Monday, May. 29, 1933
No Moss
PITY IS NOT ENOUGH -- Josephine Herbst--Harcourt, Brace ($2.50).
There are various ways of looking at the past: through rose-colored spectacles, through the wrong end of a telescope, or-- by an imaginative effort of which few are capable--face to face. Josephine Herbst's method is neither bespectacled nor telescopic, nor is it a personal, Proustian total-recall. Pity Is Not Enough is a medley of autobiographies, a family album of actually speaking likenesses. To read her story of the post-Civil War U. S. is like being there in a painfully realistic sense.

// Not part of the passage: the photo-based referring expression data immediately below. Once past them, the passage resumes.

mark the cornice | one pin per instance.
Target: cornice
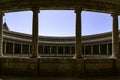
(91, 5)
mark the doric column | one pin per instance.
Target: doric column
(5, 48)
(35, 11)
(78, 45)
(1, 33)
(115, 36)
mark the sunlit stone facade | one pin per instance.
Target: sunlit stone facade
(33, 54)
(19, 44)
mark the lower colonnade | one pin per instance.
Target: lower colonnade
(76, 56)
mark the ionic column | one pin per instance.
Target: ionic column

Without depending very much on local color (letters, newspaper paragraphs), Authoress Herbst's story establishes its eyewitness character by almost continuous "indirect discourse," shifting its overheard speakers as the scene shifts but never losing its Nineteenth-Century tone of voice. Pity Is Not Enough is so achingly true to life that some readers may find it too drab for comfort; those who persevere to the end will admit that the title is well-chosen.
When Joe Trexler left his Pennsylvania Dutch home in Philadelphia in 1868, he headed South with other carpetbaggers. Joe was a green boy but his eyes were wide open, and he had taking ways. His hard-working mother, unpractical elder brother Aaron, his adoring sisters all hoped Joe would make a fortune. In Atlanta Joe got in with a smooth crowd who were making a very good thing out of a railroad company. He never quite gathered what it was all about, but he knew what to do while the sun was shining. When at last the clouds gathered and it began to rain investigations, Joe got soaked. He escaped to Canada (where he found the Governor of Georgia a fellow-refugee).

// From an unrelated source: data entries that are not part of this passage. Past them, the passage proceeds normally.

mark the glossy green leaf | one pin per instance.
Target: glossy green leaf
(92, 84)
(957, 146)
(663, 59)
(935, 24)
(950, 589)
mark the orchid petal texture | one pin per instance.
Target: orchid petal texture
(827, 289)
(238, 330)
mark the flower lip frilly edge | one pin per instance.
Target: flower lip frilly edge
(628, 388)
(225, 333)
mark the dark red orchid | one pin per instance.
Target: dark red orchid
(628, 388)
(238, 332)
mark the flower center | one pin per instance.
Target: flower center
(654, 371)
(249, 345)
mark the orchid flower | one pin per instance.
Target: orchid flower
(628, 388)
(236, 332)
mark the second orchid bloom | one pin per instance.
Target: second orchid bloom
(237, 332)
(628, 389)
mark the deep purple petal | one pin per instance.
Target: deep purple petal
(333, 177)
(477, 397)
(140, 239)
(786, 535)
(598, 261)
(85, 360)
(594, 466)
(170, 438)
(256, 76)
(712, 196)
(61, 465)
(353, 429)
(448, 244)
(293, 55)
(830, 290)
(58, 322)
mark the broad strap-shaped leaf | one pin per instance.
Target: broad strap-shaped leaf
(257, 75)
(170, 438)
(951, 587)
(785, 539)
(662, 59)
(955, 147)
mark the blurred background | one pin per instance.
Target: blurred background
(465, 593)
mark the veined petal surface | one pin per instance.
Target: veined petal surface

Joe's "trouble" in the South dogged him the rest of his life. For a while he came home, passed himself off as the hired man. When the sheriff came for him his loyal family helped him get away. Joe went West, joined the gold rush to the Black Hills. He had so many irons in the fire he was always hoping one would get hot, but it never did. Meanwhile his favorite sister Catherine died, Anne and Hortense married failures, Aaron got greyer and stingier. Joe's bitterest pill was to watch his youngest brother David, a hypocritical prig, become the only financial success in the family. Joe's letters home were optimistic to the last, but long before the end he found himself a settled failure, saddled with a virago wife, threatened more & more by the insanity that finally got him.

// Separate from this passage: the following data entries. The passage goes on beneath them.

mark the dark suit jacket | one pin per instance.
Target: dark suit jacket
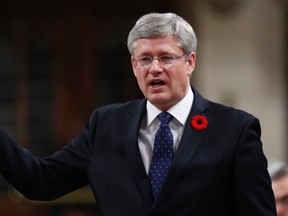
(219, 171)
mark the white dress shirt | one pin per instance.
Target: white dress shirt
(150, 124)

Authoress Herbst almost never intrudes her own viewpoint into this carefully watched story; when she does, it is arresting: "Contrary to superstition, the big mass are and have been for some time past more concerned with a way down than a way up."
The Author. Though agitated left-wing critics have made much pother about the rise of U. S. "proletarian literature," few respectable examples have so far come to light. To the sparse shelf that holds John Dos Passes' unfinished trilogy (The 42nd Parallel, 1919) critics can now add the beginning of Josephine Herbst's. Her purpose is orthodox: to show the collapse of the "bourgeois" class. The second volume will bring her Trexler family up to the War; the third to 1933. Like Dos Passes, Authoress Herbst is not a member of the Communist Party, though her sympathies are even more rootedly proletarian than his. Mixture of Pennsylvania Dutch and Iowa stock, plain in face and nature. Josephine Herbst has spent 38 restless years. After college (at the Universities of Iowa and California) she went abroad, in Paris met and married radical Author John Herrmann, lifelong friend of Ernest Hemingway. They lived in Paris two years, then wandered to Germany, Italy, Seattle, San Francisco, Manhattan, bought a farm in Erwina, Pa., where they spend agricultural summers. In winter they like to go fishing in Florida with Friend Hemingway. Since last December they have been in Mexico, where Authoress Herbst is working on the next volume of her Decline & Fall.
Josephine Herbst has also written: Nothing Is Sacred, Money for Love.